There are, it is true, voluntaristic and intuitionistic, philosophies of the highest importance. And the intention of their authors is to distinguish their method from the rationalistic method. Are they foredoomed to futility on this account? So far as this intention is realized—yes, unquestionably. No philosophy that were itself a function either of will or of intuition is conceivable, since it would then lack the essence of philosophy, which is critical primacy. That philosophies designated by these methodological terms may be invaluable products, it is necessary only that these terms apply in fact not to the psychological method of the philosophy but to its psychological starting-point. They express a constitutional bias in the philosopher, who, after all, is human. To some the qualities of things; to others, value; and, finally, to other some, the order of reality is the “essence” of reality. Such essentialness is eulogism, of course. For it is an irreducible psychological fact that there are religious, æsthetic and scientific types of mind. Each to his bias; each to his taste. The apogee of living is religion to the first, art to the second, science to the third. Hence the illusion that philosophy, which must needs be experience supremely critical, is experience eulogistically supreme. Is not this illusion chargeable to failure to see in these three modes of consciousness three emphases or biases of living? To the æsthete, certainly, quality must be realest essence. But it cannot be so to the zealot; for, to him, that is value: nor to the intellectualist; to him it is order.

If æsthete and zealot will philosophize, they are at this disadvantage with the wise man, that their philosophy can do no more, in expressing the nature of this “realest essence” of reality, than the wise man’s rationalism may do—discourse about it, interpret it. Philosophy indeed never can, and never should aspire to enter into the inner nature of reality in any such sense as the immediatism of Bergson and James summons it to do. There is art and there is religion for that. It is not clear how the qualitative or how the teleological aspect of reality is more internal to it than its relational aspect; but, at any rate, philosophy has its own interest, and that is distinct from those of art and religion. Wherefore the own proper interest of art or of religion is not served in their philosophy; in their philosophy they deny themselves. The efforts of such philosophies to wrest from reality, in a non-intellectual way, its secret, must be rather superhuman. This characterization is hardly a burlesque of Bergson’s own observations on his method, for it is little less than the repudiation of our natural constitution, to which he exhorts us.[93] But, as with Kant, so with Bergson, prodigies of subtlety fail to produce a revelation of truth that is so subtle as to be inarticulate because immediate, or that does not lend itself to discussion and interpretation.
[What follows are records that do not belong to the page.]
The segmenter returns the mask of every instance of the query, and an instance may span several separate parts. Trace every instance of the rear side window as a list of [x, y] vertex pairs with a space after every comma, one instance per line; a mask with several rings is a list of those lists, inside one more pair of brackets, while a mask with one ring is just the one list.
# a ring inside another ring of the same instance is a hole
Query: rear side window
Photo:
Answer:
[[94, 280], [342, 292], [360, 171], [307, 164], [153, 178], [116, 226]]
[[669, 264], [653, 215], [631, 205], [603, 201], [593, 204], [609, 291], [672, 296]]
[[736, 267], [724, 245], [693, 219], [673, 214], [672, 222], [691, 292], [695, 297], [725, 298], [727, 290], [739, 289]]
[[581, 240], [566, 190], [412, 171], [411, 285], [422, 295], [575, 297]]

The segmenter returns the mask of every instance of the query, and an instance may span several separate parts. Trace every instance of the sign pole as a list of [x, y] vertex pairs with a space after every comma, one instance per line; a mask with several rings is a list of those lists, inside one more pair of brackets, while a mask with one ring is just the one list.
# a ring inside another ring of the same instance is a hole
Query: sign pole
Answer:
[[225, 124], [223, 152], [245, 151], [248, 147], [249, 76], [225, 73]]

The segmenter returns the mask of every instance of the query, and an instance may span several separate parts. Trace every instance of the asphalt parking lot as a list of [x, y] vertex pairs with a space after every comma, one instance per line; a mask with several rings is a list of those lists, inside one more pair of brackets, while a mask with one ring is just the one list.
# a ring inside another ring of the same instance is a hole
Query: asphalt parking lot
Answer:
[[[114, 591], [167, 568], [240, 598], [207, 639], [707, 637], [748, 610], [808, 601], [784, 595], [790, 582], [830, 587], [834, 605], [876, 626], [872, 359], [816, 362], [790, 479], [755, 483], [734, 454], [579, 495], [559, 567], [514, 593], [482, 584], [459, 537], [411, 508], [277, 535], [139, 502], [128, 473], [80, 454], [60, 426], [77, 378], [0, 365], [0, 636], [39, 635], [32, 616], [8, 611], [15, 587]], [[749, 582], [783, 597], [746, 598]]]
Or, if this is not to be looked for in a philosophy which is ‘a method rather than a doctrine,’ neither is there any suggestion how such revelation may be socialized, rendered human; or even, in fact, how it can assume meaning, meaning to the philosopher himself (which is surely indispensable to truth), without becoming predication—assertion and denial;—that is to say, without becoming judgment. If humans make superhuman effort, it should not be surprising if the result is self-contradiction.